Informational signage gone wrong


While passing through one of the underground walkways that connect the various buildings in my neighborhood, I noticed a curious series of paper signs on the wall. Each sign indicated that you could reach the commuter train station by walking in the specified direction. The signs also contained the logo for some big trade show, perhaps because attendees were staying in a nearby hotel and would want to take the train to the convention center.

However, there was a problem with this seemingly helpful signage. At a minimum, the arrows were pointing the wrong way, since the fastest route to the train station involves heading in the opposite direction. Or worse, the arrows would take you to a series of doors that are labeled as going to the train station, but always seem to be locked.

No matter how you look at it, the informational signage was actually providing the wrong instructions, and probably made things worse for the trade show attendees who followed those directions. At the same time, the trade show organizers look bad by putting their name and logo on the incorrect signage.

What’s the takeaway here?
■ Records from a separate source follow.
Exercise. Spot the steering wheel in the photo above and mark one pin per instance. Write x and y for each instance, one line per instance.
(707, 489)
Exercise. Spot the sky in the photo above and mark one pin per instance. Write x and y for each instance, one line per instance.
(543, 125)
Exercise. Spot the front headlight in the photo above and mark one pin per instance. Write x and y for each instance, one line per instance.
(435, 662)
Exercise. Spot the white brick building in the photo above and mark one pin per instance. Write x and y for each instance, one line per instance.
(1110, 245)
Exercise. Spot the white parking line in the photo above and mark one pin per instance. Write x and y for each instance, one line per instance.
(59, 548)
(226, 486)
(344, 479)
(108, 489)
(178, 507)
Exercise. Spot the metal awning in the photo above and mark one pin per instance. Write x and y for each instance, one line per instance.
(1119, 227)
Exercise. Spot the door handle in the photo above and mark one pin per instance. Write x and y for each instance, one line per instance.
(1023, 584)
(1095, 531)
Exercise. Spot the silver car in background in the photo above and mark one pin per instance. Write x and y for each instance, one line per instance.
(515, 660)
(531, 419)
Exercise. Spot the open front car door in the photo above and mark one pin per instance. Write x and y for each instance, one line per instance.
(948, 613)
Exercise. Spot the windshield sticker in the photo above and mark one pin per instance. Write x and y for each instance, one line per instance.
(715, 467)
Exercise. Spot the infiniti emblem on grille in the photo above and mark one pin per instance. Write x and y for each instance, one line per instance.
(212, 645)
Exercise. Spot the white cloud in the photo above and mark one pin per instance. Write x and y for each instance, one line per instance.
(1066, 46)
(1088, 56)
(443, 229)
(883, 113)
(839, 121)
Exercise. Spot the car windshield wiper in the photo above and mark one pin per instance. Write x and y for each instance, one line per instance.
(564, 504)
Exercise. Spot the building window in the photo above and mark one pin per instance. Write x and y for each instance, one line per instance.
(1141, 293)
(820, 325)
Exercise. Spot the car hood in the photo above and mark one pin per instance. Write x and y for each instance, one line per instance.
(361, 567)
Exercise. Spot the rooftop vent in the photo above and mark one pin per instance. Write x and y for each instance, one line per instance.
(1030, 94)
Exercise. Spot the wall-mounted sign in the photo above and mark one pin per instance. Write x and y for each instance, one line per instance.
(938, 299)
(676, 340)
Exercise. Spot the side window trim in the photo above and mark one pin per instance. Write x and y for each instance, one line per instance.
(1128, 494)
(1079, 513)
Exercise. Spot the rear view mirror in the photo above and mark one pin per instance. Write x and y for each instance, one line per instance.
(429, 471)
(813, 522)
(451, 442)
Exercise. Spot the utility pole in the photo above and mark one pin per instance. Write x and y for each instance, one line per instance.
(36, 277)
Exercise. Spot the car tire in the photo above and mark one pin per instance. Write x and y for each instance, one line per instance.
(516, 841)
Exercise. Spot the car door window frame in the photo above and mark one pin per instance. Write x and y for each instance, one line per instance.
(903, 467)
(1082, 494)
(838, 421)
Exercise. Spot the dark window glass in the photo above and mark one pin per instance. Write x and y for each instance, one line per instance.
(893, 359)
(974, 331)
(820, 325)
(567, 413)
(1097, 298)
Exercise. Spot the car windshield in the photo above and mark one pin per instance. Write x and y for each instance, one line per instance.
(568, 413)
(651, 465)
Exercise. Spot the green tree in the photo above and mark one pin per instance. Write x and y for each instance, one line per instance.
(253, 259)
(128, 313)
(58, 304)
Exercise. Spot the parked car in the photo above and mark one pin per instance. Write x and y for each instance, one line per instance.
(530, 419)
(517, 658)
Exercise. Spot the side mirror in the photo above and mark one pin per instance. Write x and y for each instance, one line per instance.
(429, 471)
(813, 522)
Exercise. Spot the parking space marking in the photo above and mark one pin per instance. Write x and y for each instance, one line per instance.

If you’re going to lend your name or logo to a piece of informational signage, be sure to double check that the message on there makes sense, and actually provides some value to the viewers. After all, it’s human nature to blame the messenger. If a message is helpful, people will think highly of you. But if the message ends up making things worse, say by sending them on a wild goose chase to a train station that doesn’t exist, then they’ll blame you for wasting their time.